Troubleshooting vSAN performance requires a structured approach that considers the various components involved in a vSAN cluster. Performance issues can originate from compute, network, or storage layers, and identifying the root cause demands visibility into all three. Administrators should begin with clear problem definitions. Determine whether the issue is affecting a single VM, a set of workloads, or the entire cluster. It’s important to assess whether the issue is read or write related, and whether it is consistent or intermittent. These distinctions help narrow down the scope and focus the investigation.
vSAN Health and Skyline Health provide the first layer of diagnostics. These tools can indicate common misconfigurations, hardware issues, and network latency. Health checks should be reviewed for signs of contention, failed components, or cluster imbalance. Next, use vSAN Performance Service to gather metrics on IOPS, latency, and throughput at various levels including the cluster, disk group, and object layers. This visibility helps identify hotspots or bottlenecks that may not be immediately apparent.
Key metrics to analyze include write buffer usage, backend throughput, and resync activity. Elevated resync traffic from recent host failures or policy changes can reduce available bandwidth for regular I/O. Administrators should examine whether the congestion is due to background operations such as data rebuilds, rebalancing, or deduplication tasks. Disk group saturation, especially when cache drives are full or underperforming, is another common cause of elevated latency.

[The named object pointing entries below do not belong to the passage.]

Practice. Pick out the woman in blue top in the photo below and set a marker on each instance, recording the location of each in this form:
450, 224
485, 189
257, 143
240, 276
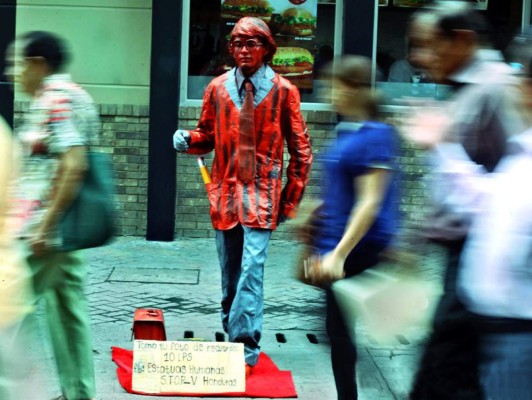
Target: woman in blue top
358, 216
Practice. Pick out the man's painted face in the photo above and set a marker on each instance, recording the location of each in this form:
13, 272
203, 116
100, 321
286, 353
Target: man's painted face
248, 52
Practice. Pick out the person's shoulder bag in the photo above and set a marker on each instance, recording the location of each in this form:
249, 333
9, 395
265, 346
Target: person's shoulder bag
89, 221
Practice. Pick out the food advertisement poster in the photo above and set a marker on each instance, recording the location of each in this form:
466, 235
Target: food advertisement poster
293, 24
478, 4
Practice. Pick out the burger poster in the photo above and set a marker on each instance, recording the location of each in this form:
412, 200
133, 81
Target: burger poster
293, 24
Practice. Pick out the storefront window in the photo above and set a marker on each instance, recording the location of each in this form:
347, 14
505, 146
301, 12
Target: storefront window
307, 33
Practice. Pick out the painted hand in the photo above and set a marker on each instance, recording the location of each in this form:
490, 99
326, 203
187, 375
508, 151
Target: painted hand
326, 269
181, 140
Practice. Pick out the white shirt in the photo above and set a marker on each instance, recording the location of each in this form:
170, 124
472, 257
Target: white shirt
495, 277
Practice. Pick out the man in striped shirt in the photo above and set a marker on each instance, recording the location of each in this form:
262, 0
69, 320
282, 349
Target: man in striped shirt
244, 213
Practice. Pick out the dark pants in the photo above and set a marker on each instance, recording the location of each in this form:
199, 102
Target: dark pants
506, 366
343, 348
449, 367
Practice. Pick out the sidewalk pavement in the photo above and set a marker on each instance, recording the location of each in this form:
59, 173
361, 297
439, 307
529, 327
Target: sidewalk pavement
182, 278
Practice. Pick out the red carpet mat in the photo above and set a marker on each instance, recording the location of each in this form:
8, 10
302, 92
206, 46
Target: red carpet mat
266, 380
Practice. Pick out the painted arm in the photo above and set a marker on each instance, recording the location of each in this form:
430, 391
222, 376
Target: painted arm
298, 143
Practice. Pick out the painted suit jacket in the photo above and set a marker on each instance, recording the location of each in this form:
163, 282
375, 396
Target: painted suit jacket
277, 119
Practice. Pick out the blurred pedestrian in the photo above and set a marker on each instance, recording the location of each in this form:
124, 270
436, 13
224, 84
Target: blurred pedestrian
409, 69
495, 278
475, 124
248, 113
357, 218
58, 127
16, 297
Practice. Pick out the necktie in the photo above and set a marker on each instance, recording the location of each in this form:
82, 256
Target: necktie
246, 146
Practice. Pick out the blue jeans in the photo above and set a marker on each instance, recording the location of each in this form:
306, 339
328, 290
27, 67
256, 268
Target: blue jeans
242, 253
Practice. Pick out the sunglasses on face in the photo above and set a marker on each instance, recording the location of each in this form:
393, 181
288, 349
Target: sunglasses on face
250, 44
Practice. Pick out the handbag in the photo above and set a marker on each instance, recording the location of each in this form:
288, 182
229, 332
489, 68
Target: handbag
89, 221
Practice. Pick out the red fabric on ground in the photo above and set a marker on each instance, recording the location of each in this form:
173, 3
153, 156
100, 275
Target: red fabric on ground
266, 380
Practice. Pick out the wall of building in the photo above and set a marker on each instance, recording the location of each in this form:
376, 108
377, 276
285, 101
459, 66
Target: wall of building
110, 41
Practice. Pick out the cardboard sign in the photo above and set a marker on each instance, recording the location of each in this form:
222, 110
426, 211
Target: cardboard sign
164, 367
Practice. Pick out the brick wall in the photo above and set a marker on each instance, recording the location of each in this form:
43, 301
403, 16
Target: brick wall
124, 134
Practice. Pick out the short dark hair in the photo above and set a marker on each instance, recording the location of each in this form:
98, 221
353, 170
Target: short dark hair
519, 52
454, 15
48, 46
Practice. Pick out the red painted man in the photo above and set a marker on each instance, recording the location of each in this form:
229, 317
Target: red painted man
246, 194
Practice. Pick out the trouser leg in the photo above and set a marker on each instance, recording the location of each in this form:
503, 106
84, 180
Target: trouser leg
506, 367
343, 351
449, 365
59, 280
242, 285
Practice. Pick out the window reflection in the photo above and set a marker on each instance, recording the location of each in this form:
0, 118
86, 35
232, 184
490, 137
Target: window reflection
208, 56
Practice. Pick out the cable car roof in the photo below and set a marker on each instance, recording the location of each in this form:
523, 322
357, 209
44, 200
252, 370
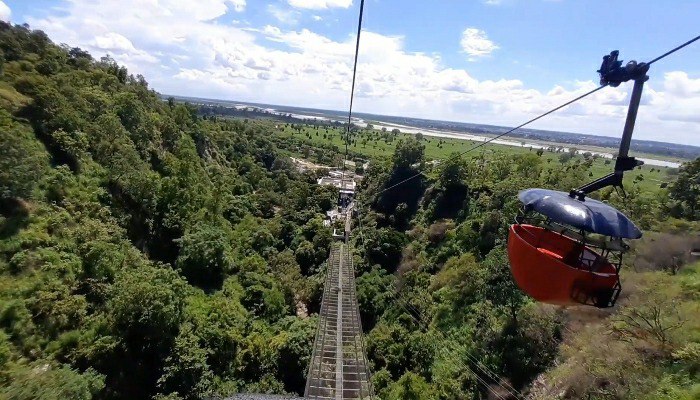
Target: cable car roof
589, 214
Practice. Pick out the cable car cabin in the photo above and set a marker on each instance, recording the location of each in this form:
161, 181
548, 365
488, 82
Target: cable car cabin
567, 251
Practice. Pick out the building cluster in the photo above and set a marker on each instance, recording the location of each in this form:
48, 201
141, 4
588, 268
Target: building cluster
346, 182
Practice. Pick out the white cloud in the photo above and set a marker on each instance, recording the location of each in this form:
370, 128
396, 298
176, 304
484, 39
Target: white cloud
285, 16
189, 52
5, 11
476, 44
238, 5
320, 4
678, 83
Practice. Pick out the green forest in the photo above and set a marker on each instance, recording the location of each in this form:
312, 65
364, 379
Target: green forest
149, 250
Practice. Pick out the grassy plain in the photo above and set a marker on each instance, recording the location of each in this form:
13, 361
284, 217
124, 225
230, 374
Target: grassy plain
376, 146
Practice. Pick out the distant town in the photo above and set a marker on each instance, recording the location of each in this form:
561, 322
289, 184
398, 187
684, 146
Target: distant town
670, 152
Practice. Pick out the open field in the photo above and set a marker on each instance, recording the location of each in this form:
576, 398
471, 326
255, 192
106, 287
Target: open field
370, 144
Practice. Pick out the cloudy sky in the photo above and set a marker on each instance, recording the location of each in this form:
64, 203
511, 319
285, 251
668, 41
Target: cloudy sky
486, 61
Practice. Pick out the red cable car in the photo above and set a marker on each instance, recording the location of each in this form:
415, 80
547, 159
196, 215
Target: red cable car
567, 251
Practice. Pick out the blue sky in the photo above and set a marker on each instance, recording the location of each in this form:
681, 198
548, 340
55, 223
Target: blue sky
485, 61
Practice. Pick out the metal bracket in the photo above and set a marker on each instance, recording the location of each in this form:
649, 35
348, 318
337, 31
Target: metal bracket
613, 74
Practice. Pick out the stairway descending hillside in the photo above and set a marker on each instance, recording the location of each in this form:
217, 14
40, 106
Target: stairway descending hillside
338, 367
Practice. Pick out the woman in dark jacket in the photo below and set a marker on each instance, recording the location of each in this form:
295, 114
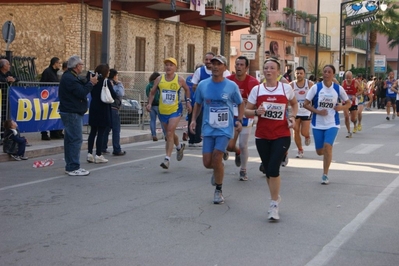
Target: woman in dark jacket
99, 116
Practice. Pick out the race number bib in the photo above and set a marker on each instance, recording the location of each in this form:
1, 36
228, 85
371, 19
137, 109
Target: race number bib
274, 111
168, 97
219, 117
301, 103
326, 102
235, 109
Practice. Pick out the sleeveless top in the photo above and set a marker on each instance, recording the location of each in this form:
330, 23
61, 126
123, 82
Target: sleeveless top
300, 94
351, 90
169, 95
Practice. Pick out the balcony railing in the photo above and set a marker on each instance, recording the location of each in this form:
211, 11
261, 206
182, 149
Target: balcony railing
360, 44
236, 7
288, 21
324, 40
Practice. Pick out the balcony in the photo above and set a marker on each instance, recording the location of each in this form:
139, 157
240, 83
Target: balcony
356, 44
310, 40
288, 23
237, 12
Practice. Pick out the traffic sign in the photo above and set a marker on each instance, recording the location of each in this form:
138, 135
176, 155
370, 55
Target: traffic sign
8, 32
248, 43
249, 55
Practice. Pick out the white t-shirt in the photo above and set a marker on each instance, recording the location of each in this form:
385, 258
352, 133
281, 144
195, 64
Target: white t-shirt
327, 99
197, 74
300, 94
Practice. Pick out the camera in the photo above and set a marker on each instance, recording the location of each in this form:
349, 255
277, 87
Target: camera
99, 76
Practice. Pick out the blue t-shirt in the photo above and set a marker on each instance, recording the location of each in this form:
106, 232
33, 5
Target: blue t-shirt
217, 99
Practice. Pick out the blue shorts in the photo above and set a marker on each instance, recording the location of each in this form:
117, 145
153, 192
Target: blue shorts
209, 144
165, 118
322, 136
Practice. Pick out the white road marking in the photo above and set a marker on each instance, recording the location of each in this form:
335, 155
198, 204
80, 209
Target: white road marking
330, 250
364, 148
92, 170
384, 126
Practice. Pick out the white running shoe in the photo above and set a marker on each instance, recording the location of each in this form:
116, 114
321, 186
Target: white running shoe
165, 164
100, 159
79, 172
90, 158
179, 153
273, 212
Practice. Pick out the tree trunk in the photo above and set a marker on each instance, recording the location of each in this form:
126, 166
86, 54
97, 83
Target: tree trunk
255, 26
373, 44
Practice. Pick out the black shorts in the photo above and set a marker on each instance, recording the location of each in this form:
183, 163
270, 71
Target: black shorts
303, 117
353, 108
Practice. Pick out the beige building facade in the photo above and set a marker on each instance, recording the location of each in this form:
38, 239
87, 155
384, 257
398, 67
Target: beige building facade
137, 43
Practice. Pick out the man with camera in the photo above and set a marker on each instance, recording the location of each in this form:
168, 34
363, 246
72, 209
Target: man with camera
73, 105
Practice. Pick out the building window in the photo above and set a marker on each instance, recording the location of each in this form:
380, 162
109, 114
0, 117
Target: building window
95, 49
274, 5
190, 58
140, 54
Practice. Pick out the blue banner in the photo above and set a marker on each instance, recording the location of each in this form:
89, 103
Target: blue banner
35, 109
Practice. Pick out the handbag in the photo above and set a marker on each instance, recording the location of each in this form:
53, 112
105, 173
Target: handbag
106, 96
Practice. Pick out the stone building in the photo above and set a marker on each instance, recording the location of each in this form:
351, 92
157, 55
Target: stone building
142, 33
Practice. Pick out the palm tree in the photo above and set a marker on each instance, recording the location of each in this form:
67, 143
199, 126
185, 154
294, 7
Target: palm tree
384, 22
257, 14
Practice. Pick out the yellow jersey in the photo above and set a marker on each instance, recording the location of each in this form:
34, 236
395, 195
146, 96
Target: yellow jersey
169, 99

Network troubleshooting is essential. Check for dropped packets, high retransmissions, or latency spikes. vSAN is sensitive to network performance, and even minor disruptions can lead to delays in data replication or acknowledgments. Confirm that network hardware supports adequate throughput and low latency. Ensure all vSAN VMkernel interfaces are properly configured, with consistent MTU settings and failover policies.
Another important area to investigate is workload behavior. Some performance issues are tied to application characteristics rather than infrastructure faults. Identify whether the workload is generating large block writes, unaligned I/O, or excessive metadata operations. Test whether performance improves when running on alternative hardware or in a different vSAN cluster. This can help isolate whether the issue is systemic or localized.

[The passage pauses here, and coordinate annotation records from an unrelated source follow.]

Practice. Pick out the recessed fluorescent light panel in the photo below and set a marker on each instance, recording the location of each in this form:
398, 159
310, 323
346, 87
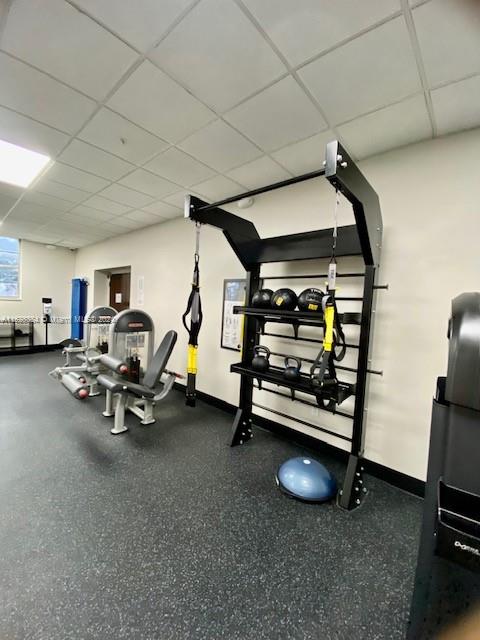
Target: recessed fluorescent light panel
20, 166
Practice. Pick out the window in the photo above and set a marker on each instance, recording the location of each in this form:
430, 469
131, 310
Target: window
9, 268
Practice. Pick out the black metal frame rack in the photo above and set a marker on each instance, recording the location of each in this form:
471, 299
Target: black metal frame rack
363, 239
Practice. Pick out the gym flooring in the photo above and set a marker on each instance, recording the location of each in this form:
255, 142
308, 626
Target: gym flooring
165, 532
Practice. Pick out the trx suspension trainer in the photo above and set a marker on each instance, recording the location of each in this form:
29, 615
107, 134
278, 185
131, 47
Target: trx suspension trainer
322, 372
194, 308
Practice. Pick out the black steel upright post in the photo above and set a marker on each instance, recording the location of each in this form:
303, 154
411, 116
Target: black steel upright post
354, 489
242, 424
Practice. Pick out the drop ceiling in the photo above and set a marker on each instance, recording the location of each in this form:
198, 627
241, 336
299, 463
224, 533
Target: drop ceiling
140, 102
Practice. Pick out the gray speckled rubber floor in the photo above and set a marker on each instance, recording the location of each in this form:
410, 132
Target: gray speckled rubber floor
166, 533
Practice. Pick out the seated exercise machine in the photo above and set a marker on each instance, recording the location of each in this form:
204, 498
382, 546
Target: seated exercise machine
447, 580
86, 360
140, 398
131, 339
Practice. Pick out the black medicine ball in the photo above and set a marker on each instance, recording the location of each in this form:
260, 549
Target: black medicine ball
310, 300
261, 298
284, 299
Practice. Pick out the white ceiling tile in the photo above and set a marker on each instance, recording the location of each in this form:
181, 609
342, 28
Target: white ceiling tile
36, 214
108, 206
61, 229
394, 126
220, 146
162, 209
449, 36
126, 196
111, 230
75, 178
179, 167
85, 221
35, 94
94, 214
41, 238
44, 185
235, 60
149, 183
155, 102
29, 134
307, 155
303, 29
112, 132
46, 200
377, 69
218, 187
178, 199
457, 106
143, 216
59, 39
18, 229
126, 223
141, 23
11, 190
259, 173
83, 156
278, 116
6, 203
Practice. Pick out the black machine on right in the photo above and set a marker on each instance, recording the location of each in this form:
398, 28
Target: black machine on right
447, 581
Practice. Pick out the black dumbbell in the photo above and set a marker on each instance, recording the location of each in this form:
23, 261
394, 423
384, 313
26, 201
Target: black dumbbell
260, 362
292, 371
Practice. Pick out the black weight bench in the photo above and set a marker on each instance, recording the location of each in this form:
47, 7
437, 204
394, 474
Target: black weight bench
141, 398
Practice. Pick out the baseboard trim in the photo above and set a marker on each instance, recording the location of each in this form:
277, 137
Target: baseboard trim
391, 476
41, 348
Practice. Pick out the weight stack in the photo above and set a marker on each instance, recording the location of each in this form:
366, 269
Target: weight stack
447, 580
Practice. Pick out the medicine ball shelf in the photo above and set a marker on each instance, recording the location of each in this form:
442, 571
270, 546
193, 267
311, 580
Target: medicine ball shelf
303, 385
362, 239
295, 318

Where possible, leverage performance graphs in vCenter, esxtop, or vSAN Observer for deeper analysis. Esxtop can be used to monitor CPU, memory, and disk contention in real time. Look for signs such as high device latency (DAVG), queue latency (QAVG), or kernel latency (KAVG). vSAN Observer can display the internal behavior of vSAN such as component ownership and object layout, giving insights into imbalance or misdistribution of data.

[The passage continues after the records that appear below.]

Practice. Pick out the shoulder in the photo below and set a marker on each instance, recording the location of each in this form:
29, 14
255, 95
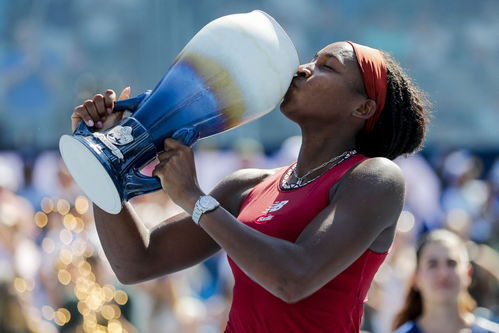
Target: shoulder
231, 191
482, 325
377, 171
375, 178
408, 327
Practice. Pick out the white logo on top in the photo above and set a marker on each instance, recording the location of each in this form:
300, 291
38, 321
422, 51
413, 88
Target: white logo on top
273, 208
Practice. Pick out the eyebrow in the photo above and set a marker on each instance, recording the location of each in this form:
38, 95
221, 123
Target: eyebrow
330, 55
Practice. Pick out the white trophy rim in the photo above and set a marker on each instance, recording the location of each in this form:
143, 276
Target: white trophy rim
90, 175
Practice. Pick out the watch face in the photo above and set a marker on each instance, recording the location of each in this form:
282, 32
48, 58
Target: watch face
207, 202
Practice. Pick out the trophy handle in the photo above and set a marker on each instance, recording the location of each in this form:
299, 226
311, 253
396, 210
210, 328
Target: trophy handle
131, 104
138, 184
187, 135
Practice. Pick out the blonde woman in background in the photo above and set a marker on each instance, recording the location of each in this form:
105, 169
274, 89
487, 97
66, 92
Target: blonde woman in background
438, 300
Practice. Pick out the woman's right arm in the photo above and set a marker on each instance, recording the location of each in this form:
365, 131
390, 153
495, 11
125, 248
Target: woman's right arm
137, 254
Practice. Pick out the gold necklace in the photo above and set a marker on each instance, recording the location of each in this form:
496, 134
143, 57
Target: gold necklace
286, 185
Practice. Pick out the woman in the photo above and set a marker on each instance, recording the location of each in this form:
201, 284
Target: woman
438, 299
303, 241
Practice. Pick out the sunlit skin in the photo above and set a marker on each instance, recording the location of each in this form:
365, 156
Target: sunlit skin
326, 103
443, 274
326, 94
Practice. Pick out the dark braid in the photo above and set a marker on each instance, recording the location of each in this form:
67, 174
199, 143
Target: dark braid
402, 126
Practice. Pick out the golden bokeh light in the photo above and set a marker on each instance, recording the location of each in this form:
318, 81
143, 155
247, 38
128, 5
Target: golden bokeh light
41, 219
107, 312
121, 297
69, 222
109, 291
66, 236
117, 311
81, 205
47, 312
63, 206
83, 308
65, 256
64, 277
61, 317
48, 245
47, 205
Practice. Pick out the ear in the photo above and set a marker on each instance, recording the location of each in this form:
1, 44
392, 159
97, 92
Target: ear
365, 110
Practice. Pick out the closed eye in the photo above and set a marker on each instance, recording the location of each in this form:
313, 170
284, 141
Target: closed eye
329, 67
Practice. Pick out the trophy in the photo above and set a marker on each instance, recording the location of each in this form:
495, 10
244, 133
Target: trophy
234, 70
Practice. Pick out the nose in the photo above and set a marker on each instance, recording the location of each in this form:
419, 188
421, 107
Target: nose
305, 70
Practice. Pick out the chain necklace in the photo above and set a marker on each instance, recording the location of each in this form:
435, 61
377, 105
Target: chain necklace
285, 185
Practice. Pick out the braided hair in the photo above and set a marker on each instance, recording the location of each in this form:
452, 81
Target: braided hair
402, 126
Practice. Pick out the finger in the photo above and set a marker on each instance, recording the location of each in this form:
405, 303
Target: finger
166, 155
157, 170
170, 144
92, 111
81, 113
125, 94
99, 105
109, 98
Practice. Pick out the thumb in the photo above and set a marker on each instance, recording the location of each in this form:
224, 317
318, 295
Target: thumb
125, 94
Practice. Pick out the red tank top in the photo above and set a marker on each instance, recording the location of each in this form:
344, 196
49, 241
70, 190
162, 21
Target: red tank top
338, 305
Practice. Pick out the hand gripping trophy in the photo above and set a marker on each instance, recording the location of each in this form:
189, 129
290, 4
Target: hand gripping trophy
234, 70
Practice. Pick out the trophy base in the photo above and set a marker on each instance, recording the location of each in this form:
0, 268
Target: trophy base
90, 175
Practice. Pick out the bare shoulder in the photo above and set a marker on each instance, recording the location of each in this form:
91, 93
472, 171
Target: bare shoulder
377, 174
231, 191
376, 188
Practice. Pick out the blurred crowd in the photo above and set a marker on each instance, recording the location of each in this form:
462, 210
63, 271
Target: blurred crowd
54, 276
56, 53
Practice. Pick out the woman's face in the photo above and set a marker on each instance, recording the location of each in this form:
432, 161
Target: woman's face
328, 87
443, 272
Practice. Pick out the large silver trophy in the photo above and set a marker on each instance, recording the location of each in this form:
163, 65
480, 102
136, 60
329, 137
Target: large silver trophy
236, 69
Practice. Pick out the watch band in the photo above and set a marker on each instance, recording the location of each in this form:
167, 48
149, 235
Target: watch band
203, 205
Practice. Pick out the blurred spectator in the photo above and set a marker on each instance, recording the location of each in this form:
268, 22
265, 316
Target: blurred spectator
438, 298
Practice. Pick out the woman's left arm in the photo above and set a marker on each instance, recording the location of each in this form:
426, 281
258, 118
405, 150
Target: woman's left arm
367, 201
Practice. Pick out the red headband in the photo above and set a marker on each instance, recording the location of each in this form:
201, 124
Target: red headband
373, 69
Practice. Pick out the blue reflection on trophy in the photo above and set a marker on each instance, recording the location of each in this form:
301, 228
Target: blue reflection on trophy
236, 69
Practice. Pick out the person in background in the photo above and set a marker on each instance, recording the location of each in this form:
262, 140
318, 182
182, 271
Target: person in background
305, 240
438, 300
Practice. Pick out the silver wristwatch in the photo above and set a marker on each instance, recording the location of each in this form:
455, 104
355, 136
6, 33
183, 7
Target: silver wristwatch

If a performance problem remains unresolved, consider collecting support bundles and engaging VMware GSS. Include a clear problem statement, the specific time range of impact, and any changes made in the environment that may have contributed. VMware recommends enabling advanced logging options before recreating the issue to capture sufficient detail.
Proactive steps can also prevent performance issues. Keep firmware and drivers up to date, validate hardware compatibility using the VMware Compatibility Guide, and avoid unnecessary policy changes during peak workloads. Regularly review capacity usage and aim to maintain at least 30% free space in vSAN to allow room for internal operations.
By combining structured analysis, proper tooling, and best practices, administrators can identify and resolve vSAN performance issues efficiently and minimize downtime across critical workloads.